Travis Reinking, the 29-year-old suspect in Sunday morning’s mass shooting at a Waffle House restaurant in Antioch, Tennessee, may have believed in a widespread conspiracy theory popular on the far right-wing of the political spectrum, based on a Youtube video that appears to have been the final status update Reinking posted on his Facebook page.

Reinking, originally of Morton, Illinois — a suburb of Peoria — is believed by authorities to be the man who entered the Waffle House at about 3:30 Sunday morning clad only in a green jacket, opening fire on customers and employees with an AR-15 rifle, according to a report by WLS-TV News in Chicago, Illinois.

Little else is currently known about Reinking, who is described as a white male about 6-feet, 4-inches in height and weighing 180 pounds, according to the Tennessean newspaper. Other media reports said that Reinking, at some point prior to the shooting, had some sort of contact with the FBI, but the nature of that encounter was not clear.

But the Facebook posting may give at least a clue as to the views held by Reinking. The “Illuminati” conspiracy theory is the belief that a small, secret group of elite individuals controls all major world events. The apparent final post on a Facebook page believed to belong to Reinking was a Youtube video with his comment, “The Illuminati is real.” The video linked from the Facebook account has been taken down, but the following video is believed to be the clip posted by Reinking.
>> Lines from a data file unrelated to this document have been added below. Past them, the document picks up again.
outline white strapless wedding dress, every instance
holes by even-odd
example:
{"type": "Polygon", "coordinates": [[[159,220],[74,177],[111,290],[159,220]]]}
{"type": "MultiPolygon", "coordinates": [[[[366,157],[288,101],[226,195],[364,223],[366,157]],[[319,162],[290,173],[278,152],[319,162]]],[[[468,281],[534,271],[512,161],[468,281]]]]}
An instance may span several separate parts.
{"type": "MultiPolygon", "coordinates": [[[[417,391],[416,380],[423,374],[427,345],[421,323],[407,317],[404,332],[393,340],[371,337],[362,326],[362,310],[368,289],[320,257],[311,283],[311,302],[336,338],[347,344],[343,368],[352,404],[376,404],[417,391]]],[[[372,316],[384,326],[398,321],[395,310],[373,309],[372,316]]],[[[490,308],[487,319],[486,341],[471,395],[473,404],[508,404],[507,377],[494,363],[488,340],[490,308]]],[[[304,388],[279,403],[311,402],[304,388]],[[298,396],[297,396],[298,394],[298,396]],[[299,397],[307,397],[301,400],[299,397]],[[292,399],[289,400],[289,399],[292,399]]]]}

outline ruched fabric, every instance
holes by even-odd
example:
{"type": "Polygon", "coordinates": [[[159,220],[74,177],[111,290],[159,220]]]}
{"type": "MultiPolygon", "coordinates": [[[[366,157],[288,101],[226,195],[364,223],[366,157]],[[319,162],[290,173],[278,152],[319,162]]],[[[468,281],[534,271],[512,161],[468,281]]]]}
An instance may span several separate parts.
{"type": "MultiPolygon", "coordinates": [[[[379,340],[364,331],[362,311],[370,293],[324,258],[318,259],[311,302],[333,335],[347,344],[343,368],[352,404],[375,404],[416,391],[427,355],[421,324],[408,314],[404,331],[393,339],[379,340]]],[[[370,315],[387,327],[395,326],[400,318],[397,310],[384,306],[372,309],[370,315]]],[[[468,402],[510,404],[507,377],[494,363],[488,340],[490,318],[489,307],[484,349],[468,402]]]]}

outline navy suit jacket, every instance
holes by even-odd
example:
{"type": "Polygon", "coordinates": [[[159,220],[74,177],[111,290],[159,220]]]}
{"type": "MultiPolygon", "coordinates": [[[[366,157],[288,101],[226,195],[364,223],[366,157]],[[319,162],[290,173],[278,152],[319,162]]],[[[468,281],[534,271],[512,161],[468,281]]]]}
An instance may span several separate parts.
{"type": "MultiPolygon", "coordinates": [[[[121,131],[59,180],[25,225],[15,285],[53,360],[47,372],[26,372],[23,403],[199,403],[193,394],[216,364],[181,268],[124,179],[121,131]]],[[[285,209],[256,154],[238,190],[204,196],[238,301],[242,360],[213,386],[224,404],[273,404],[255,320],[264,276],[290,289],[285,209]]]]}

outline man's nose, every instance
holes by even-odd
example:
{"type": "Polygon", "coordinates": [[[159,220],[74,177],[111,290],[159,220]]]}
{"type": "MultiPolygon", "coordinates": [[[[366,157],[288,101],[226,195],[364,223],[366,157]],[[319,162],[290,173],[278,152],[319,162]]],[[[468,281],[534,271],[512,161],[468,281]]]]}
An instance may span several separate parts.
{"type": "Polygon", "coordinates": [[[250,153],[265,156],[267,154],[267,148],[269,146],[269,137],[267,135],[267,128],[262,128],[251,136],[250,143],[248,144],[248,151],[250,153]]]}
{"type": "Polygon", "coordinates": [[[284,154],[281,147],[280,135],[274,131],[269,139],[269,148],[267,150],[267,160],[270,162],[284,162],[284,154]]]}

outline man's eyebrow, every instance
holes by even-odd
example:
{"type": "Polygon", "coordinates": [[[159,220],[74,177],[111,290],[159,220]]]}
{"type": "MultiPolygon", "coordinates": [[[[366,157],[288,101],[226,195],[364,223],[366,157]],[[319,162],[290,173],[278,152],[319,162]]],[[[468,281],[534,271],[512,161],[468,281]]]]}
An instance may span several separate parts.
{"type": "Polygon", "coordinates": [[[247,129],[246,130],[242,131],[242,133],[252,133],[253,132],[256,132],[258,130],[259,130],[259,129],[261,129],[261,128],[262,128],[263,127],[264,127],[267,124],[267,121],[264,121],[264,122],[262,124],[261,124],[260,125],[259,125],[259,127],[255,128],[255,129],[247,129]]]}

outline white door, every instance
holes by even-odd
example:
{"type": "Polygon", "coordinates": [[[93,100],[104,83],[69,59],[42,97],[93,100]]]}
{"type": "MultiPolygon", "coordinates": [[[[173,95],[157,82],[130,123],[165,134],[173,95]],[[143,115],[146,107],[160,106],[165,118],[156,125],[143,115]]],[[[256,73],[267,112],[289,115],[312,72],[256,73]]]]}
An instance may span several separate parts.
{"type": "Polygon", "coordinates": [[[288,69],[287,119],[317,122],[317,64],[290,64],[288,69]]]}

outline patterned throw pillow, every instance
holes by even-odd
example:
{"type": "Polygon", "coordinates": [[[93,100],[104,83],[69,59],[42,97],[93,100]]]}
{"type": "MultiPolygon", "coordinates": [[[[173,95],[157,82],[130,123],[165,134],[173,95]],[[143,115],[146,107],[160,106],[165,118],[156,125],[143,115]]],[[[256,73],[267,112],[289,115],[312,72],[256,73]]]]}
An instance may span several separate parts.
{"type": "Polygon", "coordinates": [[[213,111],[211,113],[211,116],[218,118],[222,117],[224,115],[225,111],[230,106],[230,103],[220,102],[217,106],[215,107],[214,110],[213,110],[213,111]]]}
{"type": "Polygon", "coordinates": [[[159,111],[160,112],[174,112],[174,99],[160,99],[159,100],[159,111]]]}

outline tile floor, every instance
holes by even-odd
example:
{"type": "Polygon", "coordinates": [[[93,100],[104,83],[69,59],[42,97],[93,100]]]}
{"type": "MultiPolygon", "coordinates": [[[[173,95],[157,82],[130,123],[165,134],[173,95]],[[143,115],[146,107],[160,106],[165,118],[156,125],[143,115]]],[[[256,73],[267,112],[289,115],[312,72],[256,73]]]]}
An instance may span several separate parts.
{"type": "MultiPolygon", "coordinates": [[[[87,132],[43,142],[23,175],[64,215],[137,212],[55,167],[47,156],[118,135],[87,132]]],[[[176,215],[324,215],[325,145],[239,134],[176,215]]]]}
“The internet is awash with theories about the Illuminati, a mysterious group that conspiracy theorists believe is seeking a ‘New World Order’ that would impose a totalitarian world government,” explained an article in the news magazine The Week, from March 29. “Among the alleged members of the secret society are not just politicians and religious leaders, but actors and pop stars.”
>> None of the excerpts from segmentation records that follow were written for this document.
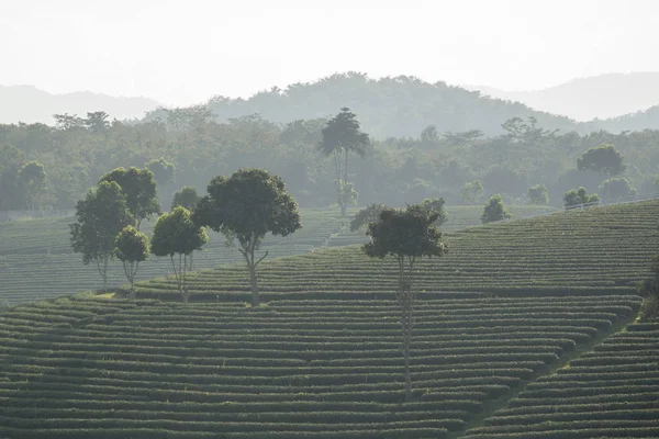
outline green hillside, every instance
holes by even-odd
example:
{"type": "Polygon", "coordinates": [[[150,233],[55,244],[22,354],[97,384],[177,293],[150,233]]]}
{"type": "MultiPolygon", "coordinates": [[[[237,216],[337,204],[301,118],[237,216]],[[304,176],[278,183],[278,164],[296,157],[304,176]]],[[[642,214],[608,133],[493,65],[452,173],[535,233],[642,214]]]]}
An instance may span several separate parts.
{"type": "Polygon", "coordinates": [[[394,302],[22,305],[0,314],[0,436],[445,438],[638,304],[422,301],[407,403],[394,302]]]}
{"type": "Polygon", "coordinates": [[[392,266],[358,246],[264,262],[259,307],[241,266],[196,272],[189,305],[159,278],[137,301],[5,307],[0,437],[658,437],[659,326],[635,322],[633,286],[657,212],[447,234],[450,252],[416,273],[411,401],[392,266]]]}
{"type": "MultiPolygon", "coordinates": [[[[488,291],[535,294],[634,292],[649,275],[657,252],[659,201],[571,211],[494,223],[446,235],[450,246],[440,259],[417,262],[415,285],[436,291],[488,291]]],[[[279,258],[259,266],[264,296],[369,297],[395,289],[392,260],[370,259],[358,246],[279,258]]],[[[143,297],[176,297],[171,279],[138,285],[143,297]]],[[[239,266],[196,273],[198,294],[247,300],[248,283],[239,266]]]]}
{"type": "MultiPolygon", "coordinates": [[[[480,224],[480,206],[447,207],[445,230],[480,224]]],[[[517,215],[551,212],[551,207],[512,206],[517,215]]],[[[356,209],[351,213],[356,213],[356,209]]],[[[323,247],[361,243],[364,232],[349,233],[349,218],[342,218],[336,210],[303,209],[303,228],[287,238],[267,237],[264,250],[269,257],[302,255],[323,247]]],[[[69,227],[74,218],[35,219],[0,224],[0,302],[19,303],[71,294],[102,288],[93,264],[83,266],[80,255],[74,255],[69,243],[69,227]],[[44,286],[47,285],[47,286],[44,286]]],[[[150,235],[153,223],[142,229],[150,235]]],[[[225,238],[210,232],[211,240],[194,255],[196,268],[213,268],[241,262],[241,255],[225,246],[225,238]]],[[[164,277],[171,272],[166,258],[152,257],[141,264],[138,279],[164,277]]],[[[114,262],[109,272],[109,285],[126,282],[122,269],[114,262]]]]}
{"type": "Polygon", "coordinates": [[[659,437],[659,320],[633,324],[526,386],[469,439],[659,437]]]}

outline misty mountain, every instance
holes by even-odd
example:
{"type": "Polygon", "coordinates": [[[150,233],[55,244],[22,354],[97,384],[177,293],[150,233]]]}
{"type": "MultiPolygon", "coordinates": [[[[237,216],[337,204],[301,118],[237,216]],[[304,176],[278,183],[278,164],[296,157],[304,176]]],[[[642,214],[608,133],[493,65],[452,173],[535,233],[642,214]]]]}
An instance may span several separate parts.
{"type": "MultiPolygon", "coordinates": [[[[258,92],[249,99],[216,97],[208,108],[219,121],[259,113],[264,119],[288,123],[300,119],[330,117],[340,108],[354,111],[362,128],[377,138],[418,137],[428,125],[439,133],[480,130],[501,134],[512,117],[535,116],[538,125],[574,130],[574,122],[528,106],[485,98],[445,82],[429,83],[407,76],[371,79],[358,72],[336,74],[315,82],[294,83],[258,92]]],[[[167,110],[150,112],[146,120],[167,119],[167,110]]]]}
{"type": "MultiPolygon", "coordinates": [[[[618,117],[659,104],[659,72],[606,74],[572,79],[536,91],[506,91],[483,86],[465,88],[580,122],[618,117]]],[[[655,123],[655,127],[657,125],[655,123]]]]}
{"type": "Polygon", "coordinates": [[[0,86],[0,123],[54,123],[53,114],[104,111],[112,119],[139,119],[159,103],[147,98],[116,98],[79,91],[52,94],[33,86],[0,86]]]}

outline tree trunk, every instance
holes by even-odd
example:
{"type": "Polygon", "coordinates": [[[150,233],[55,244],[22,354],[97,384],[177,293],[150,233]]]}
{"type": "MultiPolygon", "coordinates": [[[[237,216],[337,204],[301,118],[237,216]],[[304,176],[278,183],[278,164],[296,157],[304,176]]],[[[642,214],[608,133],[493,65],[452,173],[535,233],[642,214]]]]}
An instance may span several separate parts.
{"type": "Polygon", "coordinates": [[[249,286],[252,289],[252,306],[258,306],[260,300],[258,296],[258,283],[256,281],[256,267],[254,263],[249,264],[249,286]]]}

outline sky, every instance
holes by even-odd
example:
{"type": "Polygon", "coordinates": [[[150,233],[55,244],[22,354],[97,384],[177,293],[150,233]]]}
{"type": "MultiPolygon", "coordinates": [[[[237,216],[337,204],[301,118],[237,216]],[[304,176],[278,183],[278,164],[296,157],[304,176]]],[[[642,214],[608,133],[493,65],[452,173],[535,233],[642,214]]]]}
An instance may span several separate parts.
{"type": "Polygon", "coordinates": [[[334,72],[537,90],[659,71],[655,0],[0,0],[0,85],[189,105],[334,72]]]}

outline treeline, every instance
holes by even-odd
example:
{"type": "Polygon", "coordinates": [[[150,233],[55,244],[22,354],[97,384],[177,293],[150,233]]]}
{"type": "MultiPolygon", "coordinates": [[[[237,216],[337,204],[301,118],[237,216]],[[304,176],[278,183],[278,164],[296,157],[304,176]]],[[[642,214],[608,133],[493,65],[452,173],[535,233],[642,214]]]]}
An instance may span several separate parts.
{"type": "MultiPolygon", "coordinates": [[[[355,113],[359,122],[369,116],[355,113]]],[[[134,124],[110,121],[104,112],[55,117],[53,127],[0,125],[2,210],[71,209],[108,169],[131,166],[154,172],[165,210],[183,185],[203,193],[214,176],[252,167],[281,176],[301,206],[337,202],[334,160],[319,148],[330,119],[275,123],[250,115],[219,123],[202,106],[164,110],[158,120],[134,124]]],[[[403,205],[444,198],[453,205],[482,204],[499,193],[506,204],[536,203],[544,196],[528,189],[541,184],[549,204],[558,206],[566,191],[599,193],[612,178],[625,179],[637,193],[657,189],[659,131],[579,135],[547,130],[534,117],[510,119],[501,130],[485,136],[428,125],[414,137],[370,135],[350,157],[350,202],[403,205]],[[603,144],[615,146],[624,169],[612,175],[578,166],[603,144]]]]}

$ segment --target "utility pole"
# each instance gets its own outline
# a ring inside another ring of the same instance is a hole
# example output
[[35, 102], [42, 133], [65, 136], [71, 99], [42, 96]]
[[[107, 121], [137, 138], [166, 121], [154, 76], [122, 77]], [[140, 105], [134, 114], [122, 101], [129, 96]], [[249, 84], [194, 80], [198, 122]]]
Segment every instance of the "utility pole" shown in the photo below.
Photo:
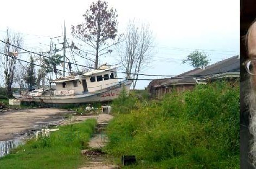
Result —
[[63, 42], [63, 77], [65, 77], [65, 65], [66, 65], [66, 27], [65, 21], [64, 21], [64, 42]]

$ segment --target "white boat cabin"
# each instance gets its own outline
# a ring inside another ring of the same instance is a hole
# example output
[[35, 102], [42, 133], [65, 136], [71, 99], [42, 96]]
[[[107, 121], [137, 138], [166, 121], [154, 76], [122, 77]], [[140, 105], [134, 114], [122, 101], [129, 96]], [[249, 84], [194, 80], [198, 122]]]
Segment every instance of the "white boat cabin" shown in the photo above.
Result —
[[56, 84], [54, 95], [81, 94], [113, 86], [118, 83], [117, 68], [103, 65], [83, 75], [71, 75], [53, 80]]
The post on the Reinking Facebook page is dated March 30, 2018.

While the “Illuminati” theory has gone through numerous changes and modifications over the years, the original conspiracy theory dates back to the 18th century, when a German professor named Adam Weishaupt founded a secret group comprised mainly of his fellow intellectuals, with the aim of creating a philosophy that would offer human beings freedom “from all religious prejudices; cultivates the social virtues; and animates them by a great, a feasible, and speedy prospect of universal happiness,” according to a history of the Illuminati published by National Geographic magazine.

The AR-15 rifle allegedly left by the shooter at a Tennessee Waffle House restaurant mass shooting Sunday.
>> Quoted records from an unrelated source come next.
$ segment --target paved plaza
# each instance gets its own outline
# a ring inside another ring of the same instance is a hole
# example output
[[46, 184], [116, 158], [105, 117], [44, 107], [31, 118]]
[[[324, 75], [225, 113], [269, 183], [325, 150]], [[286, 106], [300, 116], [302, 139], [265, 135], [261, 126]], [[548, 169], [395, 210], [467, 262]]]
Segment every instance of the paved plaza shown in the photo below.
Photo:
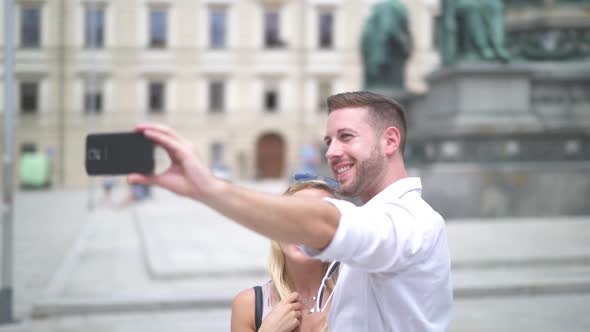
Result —
[[[268, 240], [161, 190], [127, 205], [125, 189], [17, 194], [18, 321], [0, 332], [229, 330], [233, 296], [268, 279]], [[590, 217], [447, 226], [451, 331], [590, 330]]]

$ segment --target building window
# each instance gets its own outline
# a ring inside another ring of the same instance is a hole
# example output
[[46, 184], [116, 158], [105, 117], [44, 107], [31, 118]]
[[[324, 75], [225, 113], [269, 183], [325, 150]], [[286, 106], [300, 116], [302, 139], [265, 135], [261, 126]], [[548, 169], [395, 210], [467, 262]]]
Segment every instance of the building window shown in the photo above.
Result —
[[35, 114], [39, 112], [39, 83], [20, 83], [20, 109], [22, 114]]
[[168, 12], [166, 9], [150, 9], [149, 47], [165, 48], [168, 35]]
[[148, 111], [163, 113], [166, 105], [166, 85], [164, 82], [150, 82], [148, 84]]
[[280, 15], [277, 9], [267, 9], [264, 12], [264, 46], [267, 48], [284, 46], [280, 37]]
[[322, 12], [319, 17], [319, 47], [332, 48], [334, 46], [334, 14]]
[[226, 15], [224, 9], [209, 12], [209, 43], [211, 48], [225, 48]]
[[223, 81], [211, 81], [209, 83], [209, 111], [222, 112], [225, 104], [225, 84]]
[[103, 110], [102, 82], [96, 79], [84, 81], [84, 113], [100, 114]]
[[332, 82], [321, 80], [318, 82], [318, 110], [324, 112], [328, 110], [327, 99], [332, 94]]
[[278, 82], [267, 82], [264, 88], [264, 111], [274, 113], [279, 109]]
[[104, 8], [89, 6], [84, 14], [84, 46], [102, 48], [104, 45]]
[[21, 10], [21, 46], [36, 48], [41, 44], [41, 8], [25, 7]]

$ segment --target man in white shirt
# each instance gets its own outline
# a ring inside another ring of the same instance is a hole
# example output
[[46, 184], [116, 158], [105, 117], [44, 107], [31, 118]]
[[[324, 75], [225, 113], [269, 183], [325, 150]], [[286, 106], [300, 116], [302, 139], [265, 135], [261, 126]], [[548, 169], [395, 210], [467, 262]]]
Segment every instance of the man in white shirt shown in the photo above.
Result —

Weishaupt’s “Illuminati” group quickly disbanded. But in recent years, the Illuminati theory has become extremely popular in right-wing politics, according to author Kurt Andersen who writes about the Illuminati belief in his recent book Fantasyland: How America Went Haywire: A 500-Year History.

The theory was adopted by Robert Welch, founder of the far-right John Birch Society in the 1950s, according to Andersen’s history of the conspiracy theory. Rather than use the exotic term “Illuminati,” Welch chose to call the secret group that he believed ran the world simply “The Insiders.”

Fundamentalist Christian leader Pat Robertson, who ran for president in 1988 and actually won four states in the Republican primaries, argued in his 1991 bestselling book The New World Order, “that the Illuminati contrived to make Russia communist so that 75 years later it would fail and thus become dependent on the Illuminati-run global financial system,” Andersen recounted.

Whether the Illuminati posting on what appears to be Reinking’s Facebook account indicates that the Waffle House mass shooting suspect was actually a right-wing extremist is not yet clear, as of early Sunday afternoon. However, over the past decade, 71 percent of killings related to political ideology in the United States were committed by far-right wing extremist and white supremacists, with only 26 percent attributable to Islamic extremists, according to a report by the Anti-Defamation League.